It’s my pleasure to have North American Prehistory authors, Kathleen and Michael Gear, as guests. I first fell in love with their writing and stories when I read the first book, People The Wolf, in the Peoples Series. While I’ve not read every book they've written, I have read majority of them and love their ability to reconstruct a segment of the distant past and put me there to experience it for myself.
I had a chance to chat at length with the both of them. I hope you enjoy it as much as I did.
They will also be around to answer questions about history, craft, research, and the story and their books.
How did the two of you meet?
The Wyoming Association of Professional Archaeologists held their 1981 fall meeting at the University of Wyoming. Michael arrived on Thursday night, partied until 3 am, and accompanied by his sheltie dog, Tedi, crashed on Papa John’s apartment floor. He made it to the meeting by 8 the next morning, desperate for coffee and donuts.

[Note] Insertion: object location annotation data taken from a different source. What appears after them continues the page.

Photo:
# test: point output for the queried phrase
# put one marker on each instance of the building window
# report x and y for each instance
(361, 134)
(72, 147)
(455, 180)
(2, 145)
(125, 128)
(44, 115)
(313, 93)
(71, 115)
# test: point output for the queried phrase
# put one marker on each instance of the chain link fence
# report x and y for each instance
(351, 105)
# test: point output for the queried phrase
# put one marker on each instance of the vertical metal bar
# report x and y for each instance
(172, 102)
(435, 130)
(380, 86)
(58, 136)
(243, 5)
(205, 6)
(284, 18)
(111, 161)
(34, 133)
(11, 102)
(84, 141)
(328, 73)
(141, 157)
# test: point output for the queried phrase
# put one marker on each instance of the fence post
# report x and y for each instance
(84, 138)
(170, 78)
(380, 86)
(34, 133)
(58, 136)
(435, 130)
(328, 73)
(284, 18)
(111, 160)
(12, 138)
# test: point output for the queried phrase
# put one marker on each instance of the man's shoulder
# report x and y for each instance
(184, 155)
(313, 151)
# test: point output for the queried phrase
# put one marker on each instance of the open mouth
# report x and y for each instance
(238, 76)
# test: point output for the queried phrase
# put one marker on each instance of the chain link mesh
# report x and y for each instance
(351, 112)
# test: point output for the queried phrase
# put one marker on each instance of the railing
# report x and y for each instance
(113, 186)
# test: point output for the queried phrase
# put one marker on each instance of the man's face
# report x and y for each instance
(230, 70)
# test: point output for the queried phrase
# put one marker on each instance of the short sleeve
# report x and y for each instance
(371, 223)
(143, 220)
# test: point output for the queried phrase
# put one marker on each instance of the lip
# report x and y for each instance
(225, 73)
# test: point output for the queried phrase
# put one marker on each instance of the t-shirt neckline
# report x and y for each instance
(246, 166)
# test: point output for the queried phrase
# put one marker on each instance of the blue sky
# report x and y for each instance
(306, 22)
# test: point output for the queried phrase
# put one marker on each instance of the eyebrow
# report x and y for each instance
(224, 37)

Kathleen who worked for the Bureau of Land Management was invited at the last minute to attend the meetings by her boss, Gene Herron. When she walked into the meetings she was introduced to Michael by the BLM State Archaeologist, Ray Leicht.
The moment was mesmerizing for both of us. For Michael the instant remains engraved in his soul with a crystalline clarity: He was staring at the most gorgeous female creature alive. Kathleen fixed first on Michael’s eyes, struck by the depth of soul and complexity in an otherwise rumpled “dirt archaeologist.” Only later did she discover the reason Michael’s sweater looked that way: It had been wadded in the war bag he’d used for a pillow on Papa John’s floor. (Tedi always objected to be used for a pillow, though he’d volunteer for foot-warmer duty.)
Michael’s single goal at the meetings was to get to the University bookstore during the noon break. But when Ray Leicht invited him to lunch with Kathleen, any such cravings popped like an old birthday balloon. Kathleen’s goal was to have lunch with Jerry Wiley in hopes she could con him out of a job with the Utah Forest Service. Unfortunately, since Ray was her supervisor, he got veto power.
So you both met in a professional setting. See, I heard that it wasn't just the fact that Kathleen is gorgeous that caused the unforgettable moment— ?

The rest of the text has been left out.